News | Cardiac Imaging | October 21, 2019

Swiss study uses 15-year MRI data to assess likelihood of coronary artery disease-related death and heart failure

Greater Left Ventricular Mass Increases Risk of Heart Failure

October 21, 2019 — Elevated left ventricular mass, known as left-ventricular hypertrophy, is a stronger predictor of coronary artery disease-related death and heart failure than coronary artery calcium score, according to a new study published in the journal Radiology.[1]
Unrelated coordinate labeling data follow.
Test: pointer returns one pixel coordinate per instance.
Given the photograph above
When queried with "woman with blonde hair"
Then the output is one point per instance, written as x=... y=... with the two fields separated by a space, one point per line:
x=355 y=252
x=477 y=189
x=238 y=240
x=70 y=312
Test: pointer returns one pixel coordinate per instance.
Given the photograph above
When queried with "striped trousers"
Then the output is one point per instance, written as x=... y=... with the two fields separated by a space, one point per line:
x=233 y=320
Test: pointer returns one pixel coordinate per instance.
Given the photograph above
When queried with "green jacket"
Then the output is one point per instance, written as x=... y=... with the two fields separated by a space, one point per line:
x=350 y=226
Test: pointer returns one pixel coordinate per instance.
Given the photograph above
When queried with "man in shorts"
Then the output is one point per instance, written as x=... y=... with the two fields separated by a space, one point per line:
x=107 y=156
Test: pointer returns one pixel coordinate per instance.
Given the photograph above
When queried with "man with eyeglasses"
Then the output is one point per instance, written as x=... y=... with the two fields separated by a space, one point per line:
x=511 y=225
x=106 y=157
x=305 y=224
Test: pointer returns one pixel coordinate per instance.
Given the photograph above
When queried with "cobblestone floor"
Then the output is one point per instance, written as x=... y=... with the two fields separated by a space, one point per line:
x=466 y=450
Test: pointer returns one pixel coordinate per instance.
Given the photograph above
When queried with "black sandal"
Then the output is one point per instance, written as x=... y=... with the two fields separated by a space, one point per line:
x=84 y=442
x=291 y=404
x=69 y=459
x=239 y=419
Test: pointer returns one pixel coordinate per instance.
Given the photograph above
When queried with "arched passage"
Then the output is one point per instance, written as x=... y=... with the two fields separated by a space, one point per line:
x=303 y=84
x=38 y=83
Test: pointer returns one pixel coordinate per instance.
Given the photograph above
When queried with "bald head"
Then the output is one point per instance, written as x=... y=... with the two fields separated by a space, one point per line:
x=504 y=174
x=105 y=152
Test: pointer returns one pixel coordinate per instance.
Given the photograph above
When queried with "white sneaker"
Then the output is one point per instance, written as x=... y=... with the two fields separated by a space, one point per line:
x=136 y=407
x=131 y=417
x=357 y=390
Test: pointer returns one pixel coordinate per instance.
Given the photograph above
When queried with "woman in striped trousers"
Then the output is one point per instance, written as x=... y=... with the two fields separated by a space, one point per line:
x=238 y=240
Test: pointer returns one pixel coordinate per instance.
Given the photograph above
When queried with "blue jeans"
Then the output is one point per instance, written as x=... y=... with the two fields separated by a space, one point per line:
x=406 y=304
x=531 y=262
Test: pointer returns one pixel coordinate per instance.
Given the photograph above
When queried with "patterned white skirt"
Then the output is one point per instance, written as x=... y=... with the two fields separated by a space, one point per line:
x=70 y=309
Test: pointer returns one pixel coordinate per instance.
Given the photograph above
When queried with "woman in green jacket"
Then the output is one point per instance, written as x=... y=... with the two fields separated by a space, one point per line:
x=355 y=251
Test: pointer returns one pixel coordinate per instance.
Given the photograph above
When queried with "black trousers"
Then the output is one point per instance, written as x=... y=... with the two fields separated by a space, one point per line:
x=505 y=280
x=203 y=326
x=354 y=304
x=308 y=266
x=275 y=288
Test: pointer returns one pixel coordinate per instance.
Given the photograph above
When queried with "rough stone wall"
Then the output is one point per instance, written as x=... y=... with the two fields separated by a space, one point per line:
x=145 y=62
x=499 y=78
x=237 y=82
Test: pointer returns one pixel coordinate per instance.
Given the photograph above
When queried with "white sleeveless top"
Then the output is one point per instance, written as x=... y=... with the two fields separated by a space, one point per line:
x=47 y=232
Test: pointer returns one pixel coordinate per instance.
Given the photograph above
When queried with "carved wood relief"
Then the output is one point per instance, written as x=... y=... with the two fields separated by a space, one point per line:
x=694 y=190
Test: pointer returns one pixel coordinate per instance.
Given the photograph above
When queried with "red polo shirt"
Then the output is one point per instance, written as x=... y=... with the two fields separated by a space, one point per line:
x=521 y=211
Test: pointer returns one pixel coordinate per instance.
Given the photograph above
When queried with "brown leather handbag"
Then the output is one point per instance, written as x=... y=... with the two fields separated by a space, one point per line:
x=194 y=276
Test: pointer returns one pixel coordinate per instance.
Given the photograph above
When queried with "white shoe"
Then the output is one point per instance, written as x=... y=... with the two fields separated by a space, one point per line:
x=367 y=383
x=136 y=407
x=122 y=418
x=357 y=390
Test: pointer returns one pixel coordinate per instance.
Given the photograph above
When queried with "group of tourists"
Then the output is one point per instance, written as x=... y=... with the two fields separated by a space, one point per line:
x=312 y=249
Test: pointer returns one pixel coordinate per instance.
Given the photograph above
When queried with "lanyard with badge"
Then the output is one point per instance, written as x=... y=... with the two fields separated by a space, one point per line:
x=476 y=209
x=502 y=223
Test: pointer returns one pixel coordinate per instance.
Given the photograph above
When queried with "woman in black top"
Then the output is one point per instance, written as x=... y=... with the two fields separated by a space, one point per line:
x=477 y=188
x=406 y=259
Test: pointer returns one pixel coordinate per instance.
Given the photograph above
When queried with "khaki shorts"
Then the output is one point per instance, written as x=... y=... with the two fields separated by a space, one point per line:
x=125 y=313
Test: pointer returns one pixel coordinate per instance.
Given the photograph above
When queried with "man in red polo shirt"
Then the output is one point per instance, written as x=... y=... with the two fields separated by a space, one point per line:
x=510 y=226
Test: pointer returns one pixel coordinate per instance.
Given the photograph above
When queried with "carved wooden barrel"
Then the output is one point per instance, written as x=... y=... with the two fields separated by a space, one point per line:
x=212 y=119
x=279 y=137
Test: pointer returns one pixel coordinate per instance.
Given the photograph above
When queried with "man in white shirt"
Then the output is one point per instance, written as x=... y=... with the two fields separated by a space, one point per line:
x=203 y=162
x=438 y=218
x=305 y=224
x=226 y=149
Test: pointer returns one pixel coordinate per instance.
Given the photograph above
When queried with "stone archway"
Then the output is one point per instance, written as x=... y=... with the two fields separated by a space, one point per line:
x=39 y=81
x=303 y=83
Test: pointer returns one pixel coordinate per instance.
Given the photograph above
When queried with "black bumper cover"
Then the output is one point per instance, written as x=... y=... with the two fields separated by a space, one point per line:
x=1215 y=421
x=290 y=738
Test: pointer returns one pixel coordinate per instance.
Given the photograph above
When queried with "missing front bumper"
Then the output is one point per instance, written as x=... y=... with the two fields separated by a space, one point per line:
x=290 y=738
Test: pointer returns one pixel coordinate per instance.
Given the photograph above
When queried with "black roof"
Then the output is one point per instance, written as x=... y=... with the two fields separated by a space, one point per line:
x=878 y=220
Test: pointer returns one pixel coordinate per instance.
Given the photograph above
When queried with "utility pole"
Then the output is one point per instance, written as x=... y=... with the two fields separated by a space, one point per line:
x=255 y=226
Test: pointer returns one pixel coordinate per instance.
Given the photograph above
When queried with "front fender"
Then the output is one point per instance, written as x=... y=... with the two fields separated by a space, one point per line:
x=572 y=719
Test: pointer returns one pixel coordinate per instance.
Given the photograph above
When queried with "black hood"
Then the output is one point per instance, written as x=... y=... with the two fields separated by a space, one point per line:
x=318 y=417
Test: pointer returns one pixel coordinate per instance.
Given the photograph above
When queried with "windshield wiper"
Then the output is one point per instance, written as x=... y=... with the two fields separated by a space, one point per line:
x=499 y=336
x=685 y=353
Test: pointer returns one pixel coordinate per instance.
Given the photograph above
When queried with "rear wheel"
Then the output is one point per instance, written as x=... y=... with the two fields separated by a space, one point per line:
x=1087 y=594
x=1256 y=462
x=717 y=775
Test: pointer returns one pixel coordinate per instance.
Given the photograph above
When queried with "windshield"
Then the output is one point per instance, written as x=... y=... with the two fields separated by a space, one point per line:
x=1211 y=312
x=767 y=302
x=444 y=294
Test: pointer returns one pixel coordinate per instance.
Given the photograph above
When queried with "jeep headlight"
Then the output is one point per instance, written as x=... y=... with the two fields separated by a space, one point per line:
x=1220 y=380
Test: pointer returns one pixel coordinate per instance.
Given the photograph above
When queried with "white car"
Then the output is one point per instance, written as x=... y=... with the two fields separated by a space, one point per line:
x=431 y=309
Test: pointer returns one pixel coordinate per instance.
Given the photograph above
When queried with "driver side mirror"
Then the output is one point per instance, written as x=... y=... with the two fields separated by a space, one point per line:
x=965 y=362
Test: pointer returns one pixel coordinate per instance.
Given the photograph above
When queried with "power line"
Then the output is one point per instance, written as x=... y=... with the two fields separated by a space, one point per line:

In the study led by Nadine Kawel-Boehm, M.D., a senior staff radiologist at Hospital Graubünden in Chur, Switzerland, a team of researchers analyzed data collected in the Multi-Ethnic Study of Atherosclerosis (MESA) sponsored by the National Heart, Lung and Blood Institute. MESA is an ongoing, multi-center study of a diverse, population-based sample of 6,814 men and women age 45-84 with no known heart disease.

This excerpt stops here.